Hubo dignidad en la resistencia, coraje, amor, e incluso alegría. No es cierto que sea triste la lucha. Triste es cuando nos cansamos de luchar.

La resistencia engendró una memoria implacable y fértil. Hijos que escrachan a los genocidas. Jóvenes que miran a los ojos a sus abuelas, y desgarrándose el alma les dicen: “aquí estoy, soy el nieto que buscabas”. Ex detenidos desaparecidos que no se refugian en la historia, sino que se empoderan de la memoria para luchar por los derechos humanos de ayer y de hoy.

La memoria fértil tiene muchos colores, nombres, rostros.

Una no sabe si llorar o reír cuando ve marchar la memoria por las calles, y descubre tras cada cartel, a un amigo, a una compañera, a un ser querido que desapareció pero allí está, sin embargo, junto a nuestra caminata.

En estos días una siente que ellos te empujan, que te hablan al oído.

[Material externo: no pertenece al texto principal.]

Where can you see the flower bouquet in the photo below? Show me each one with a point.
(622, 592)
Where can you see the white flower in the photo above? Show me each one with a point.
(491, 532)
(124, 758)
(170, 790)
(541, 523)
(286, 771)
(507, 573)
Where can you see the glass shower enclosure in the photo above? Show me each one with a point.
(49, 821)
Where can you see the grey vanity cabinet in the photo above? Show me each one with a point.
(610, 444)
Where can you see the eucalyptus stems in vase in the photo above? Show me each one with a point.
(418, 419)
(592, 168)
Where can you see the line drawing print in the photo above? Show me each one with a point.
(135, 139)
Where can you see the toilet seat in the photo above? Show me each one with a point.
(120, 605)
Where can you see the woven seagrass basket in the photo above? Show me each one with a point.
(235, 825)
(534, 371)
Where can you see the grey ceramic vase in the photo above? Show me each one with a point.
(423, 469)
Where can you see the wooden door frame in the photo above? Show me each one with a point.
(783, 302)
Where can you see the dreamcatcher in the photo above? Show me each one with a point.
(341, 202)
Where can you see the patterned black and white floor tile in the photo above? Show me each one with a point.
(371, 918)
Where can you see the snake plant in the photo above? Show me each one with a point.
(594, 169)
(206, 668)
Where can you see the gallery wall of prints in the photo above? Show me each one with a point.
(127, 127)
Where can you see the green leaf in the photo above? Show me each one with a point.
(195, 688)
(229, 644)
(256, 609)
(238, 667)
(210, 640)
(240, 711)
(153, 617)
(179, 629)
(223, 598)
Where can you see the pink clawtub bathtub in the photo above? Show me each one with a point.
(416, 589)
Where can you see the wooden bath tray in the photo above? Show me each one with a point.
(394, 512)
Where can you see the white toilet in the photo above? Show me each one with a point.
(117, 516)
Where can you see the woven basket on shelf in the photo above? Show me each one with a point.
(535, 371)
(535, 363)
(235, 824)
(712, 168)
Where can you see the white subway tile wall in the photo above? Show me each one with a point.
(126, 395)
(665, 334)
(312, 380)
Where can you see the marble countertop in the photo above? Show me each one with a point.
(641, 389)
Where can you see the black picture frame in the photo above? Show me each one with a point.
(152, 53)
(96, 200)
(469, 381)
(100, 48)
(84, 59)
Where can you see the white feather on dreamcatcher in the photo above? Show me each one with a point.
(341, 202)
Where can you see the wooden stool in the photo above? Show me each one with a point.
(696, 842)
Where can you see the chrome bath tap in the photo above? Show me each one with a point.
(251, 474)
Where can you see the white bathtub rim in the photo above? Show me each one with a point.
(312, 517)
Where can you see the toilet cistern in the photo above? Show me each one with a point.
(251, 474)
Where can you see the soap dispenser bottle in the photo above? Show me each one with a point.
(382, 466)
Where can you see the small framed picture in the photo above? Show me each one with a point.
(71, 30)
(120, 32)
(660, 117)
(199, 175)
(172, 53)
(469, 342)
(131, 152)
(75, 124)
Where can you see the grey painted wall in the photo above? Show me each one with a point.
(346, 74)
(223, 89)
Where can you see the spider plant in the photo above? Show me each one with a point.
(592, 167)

Que te invitan a desempañar los vidrios de la melancolía, y a enarbolar los sueños de siempre. Los que sueñan los pueblos originarios: tierra y libertad. Los 30.000 sueños segados de la superficie de nuestra utopía, que resistieron clandestinamente como raíces, como semillas, esperando el momento de florecer.

¿Para qué sirve la memoria? Para identificar a los enemigos de siempre. Para escracharlos en sus cuevas. Para que nadie se confunda. Para que cada cual sepa que ellos no actuaron solos. Que hay una cadena de complicidades, que abrieron las puertas de la impunidad. Sirve la memoria cuando no se vuelve complaciente. Cuando no se calla. Cuando no se rinde. Cuando no se olvida. Cuando enciende nuevas rebeldías.

Duele la memoria. Duele, porque obliga.